On the evening of June 7, Multon and Moog took the train to Lyon Perrache to return to Paris where a trap was organized by Eugen Kramer, head of the Abwehr, at l'hôtel Lutetia, to seize the General Delestraint. But Hardy, who ignored the rendezvous with Delestraint, took the same train to Paris to meet Jean-Guy Bernard. Hardy and Multon, who met him once in Marseille, recognize him. Hardy still decides to take the train. Despite the reluctance of Multon (Hardy changed his appearance since they met in Marseille and Hardy is not known by his real name Multon and Moog), Moog decided to have Hardy arrested at Chalon-sur-Saône where he was given to the Feldgendarmerie before being taken over by Barbie himself.
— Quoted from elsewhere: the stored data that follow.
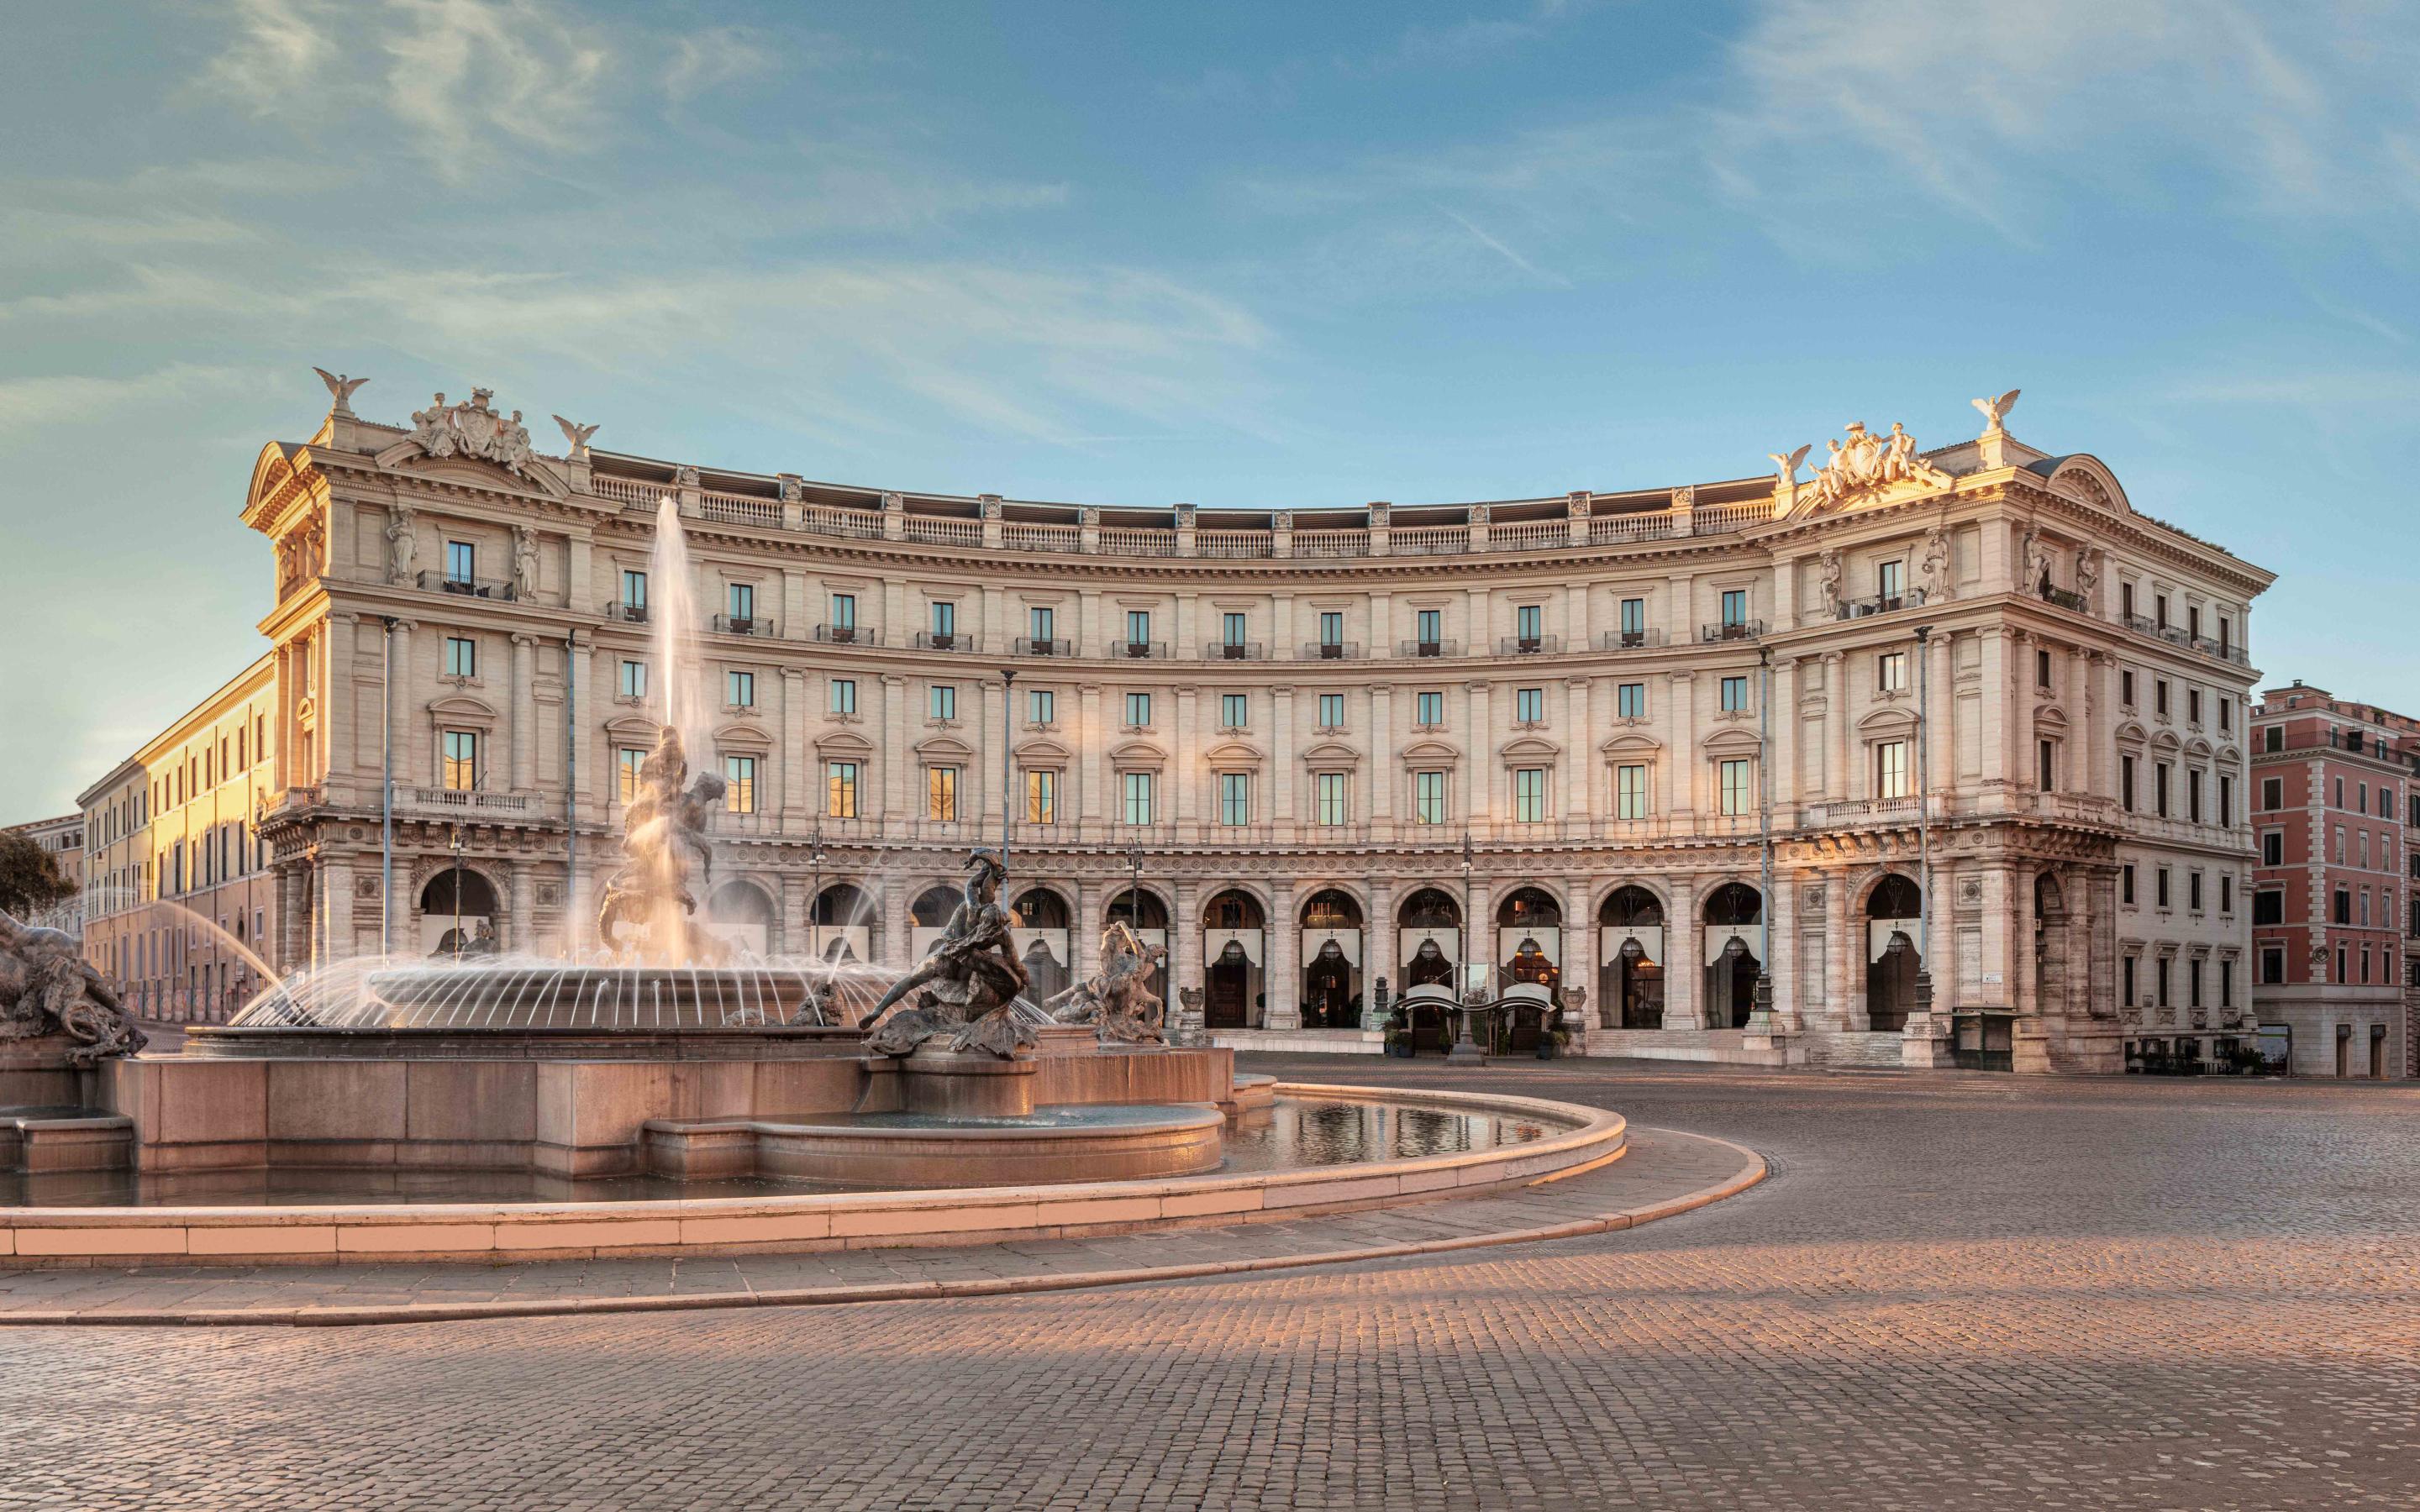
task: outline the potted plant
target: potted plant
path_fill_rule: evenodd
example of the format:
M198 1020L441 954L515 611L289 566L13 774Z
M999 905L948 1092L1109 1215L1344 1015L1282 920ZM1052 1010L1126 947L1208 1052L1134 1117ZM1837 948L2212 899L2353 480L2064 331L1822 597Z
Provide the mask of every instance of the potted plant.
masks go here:
M1387 1020L1387 1054L1403 1060L1412 1058L1412 1025L1401 1013Z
Released in the evening of June 10, it is not known under what conditions he was released and he did not let his comrades and leaders of the Resistance know about his arrest.

Meanwhile, Multon and Moog, who continued their journey to Paris, June 9 participate in the arrest of General Delestraint who also trained cells from Joseph Gastaldo and Jean-Louis Theobald.

Following this series of arrests, SD of Lyon and Abwehr got the information they need to identify the main leaders of the French Resistance and lead them to Jean Moulin. They no longer needed Multon and he took a vacation with his family in Preuilly-sur-Claise, his native village in Touraine. He remained there until July 14 before returning to Lyon where the Gestapo ordered him to return to Marseille.

In Marseille, Multon continued to turn in resistance fighters and to participate in their arrest, which was the case for Roger Morange, head of TR in Marseille in November 1943

Multon, after having taken refuge in North Africa in the spring of 1944, was able to join in the Liberation Army and took part in the landing in Provence. Arrested on Feb. 7, 1945, he was sentenced to death and shot at Fort Montrouge on September 10, 1946.

Compared to that of Dunker, the execution of Multon, who nevertheless played a central role in the arrest of several leaders of the Resistance, took place quickly. The trials of Multon and Hardy were separate.

==Film==
In the TV film Jean Moulin by Yves Boisset (2002), the role of Lunel (pseudonym of Jean Multon) was played by François Négret.

==Bibliography==
- Mencherini, Madeleine (2011). "Midi rouge, ombres et lumières, 3, Résistance et Occupation (1940-1944)" p. 500-501.
- Baudouin, Robert (1962). "Histoire des Groupes Francs (M.U.R.) des Bouches-du-Rhône (de septembre 1943 à la Libération)", p. 31-33
- Cordier, Daniel (1999). "Jean Moulin. La République des catacombes"
- Azéma, Jean-Pierre (2006). "Jean Moulin : le politique, le rebelle, le résistant"
- Baynac, Jacques (2007). "Présumé Jean Moulin (1940-1943)"
- Noguères, Henri (1976). "Histoire de la Résistance en France, tome 3, octobre 1943-mai 1944", p. 681-682
- Guérin, Alain (2002). "Chronique de la Résistance"
- Guiral, Pierre (1974). "Libération de Marseille", p. 66.
- Frenay, Henri (1973). "La Nuit finira", (reditied in 2006, Paris, Michalon, collection
- de Bénouville, Guillain (1947). "Le Sacrifice du matin", p. 371.